Kebayang kan efek dominonya? Kalau BBM dalam negeri naik, industri dari hulu sampai hilir langsung megap-megap. Ongkos produksi naik, biaya kirim barang ikut terbang, dan ujung-ujungnya harga barang di pasaran ikutan naik. Apalagi ini momennya mau Lebaran, di mana kebutuhan masyarakat biasanya lagi tinggi-tingginya.
Said ngejelasin lagi:
“BBM naik tinggi akan menambah beban ongkos transportasi dan biaya logistik. Konsekuensinya, production cost atau biaya produksi perusahaan naik. Kalau biaya produksi perusahaan naik, maka harga jual barang akan naik. Terjadilah nanti peningkatan harga-harga barang, apalagi mau Lebaran,”
Belum selesai sampai situ. Industri dalam negeri juga banyak yang masih bergantung sama bahan baku impor. Misalnya sektor tekstil dan garmen yang butuh kapas dari luar negeri. Kalau perang bikin jalur distribusi terganggu dan ongkos logistik naik, harga bahan baku otomatis makin mahal.
Said ngasih contoh blak-blakan:
“Impor bahan baku, misal kapas, bahan baku kapas dari Amerika. Kan dengan resiprokal itu kita mengambil bahan baku kapas dari Amerika, dan sebagian dari Amerika Latin dan Australia. Dengan adanya perang, dia akan mengalami habatan dan harganya tinggi. Akibatnya apa? Biaya produksi pabrik tekstil, garmen di Indonesia juga melambung tinggi. Maka dia akan efisiensi. Efisiensi berarti PHK,”

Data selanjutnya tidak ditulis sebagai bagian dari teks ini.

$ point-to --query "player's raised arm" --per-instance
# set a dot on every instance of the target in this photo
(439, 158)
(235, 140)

Artinya apa? Perusahaan bakal cari cara buat nekan biaya. Biasanya langkah paling cepat dan “kejam” adalah efisiensi tenaga kerja. Alias… PHK.
Belum lagi perusahaan yang mengandalkan ekspor ke AS, Eropa, atau Timur Tengah. Kalau situasi perang bikin pengiriman tersendat atau permintaan turun, barang bisa numpuk di gudang. Produksi dikurangin, shift dipangkas, dan lagi-lagi buruh yang jadi korban.
Said menegaskan:
“Ekspor barang-barang produksi Indonesia ke Amerika, ke Eropa, ke Timur Tengah, otomatis tidak bisa masuk selama proses perang. Akibatnya produksi di dalam negeri menumpuk. Kalau dia menumpuk, maka pabrik di Indonesia melakukan efisiensi. Efisiensi produksi berarti PHK. Jadi ujungnya tetap PHK,”
Intinya, dari sisi energi, logistik, bahan baku, sampai ekspor, semua bisa kena efek berantai. Dan kalau skenarionya paling buruk, yang kena duluan adalah para pekerja.
Karena itu, Said mendesak pemerintah, khususnya Presiden Prabowo Subianto, buat gerak cepat nyiapin langkah antisipasi. Jangan sampai konflik global bikin buruh di Indonesia jadi tumbal.
Penutupnya nggak kalah tegas:
“Perang Iran dengan Amerika dan Israel pasti akan terjadi PHK besar-besaran. Oleh karena itu kami meminta pemerintah, Bapak Presiden Prabowo Subianto, mengambil langkah-langkah preventif untuk mencegah PHK akibat perang Iran dengan Amerika plus Israel,”
Jadi sekarang tinggal nunggu, apakah pemerintah bakal pasang tameng lebih dulu sebelum badai beneran datang, atau justru kita harus siap-siap ngadepin efek kejut ekonomi global yang makin nggak ketebak arahnya.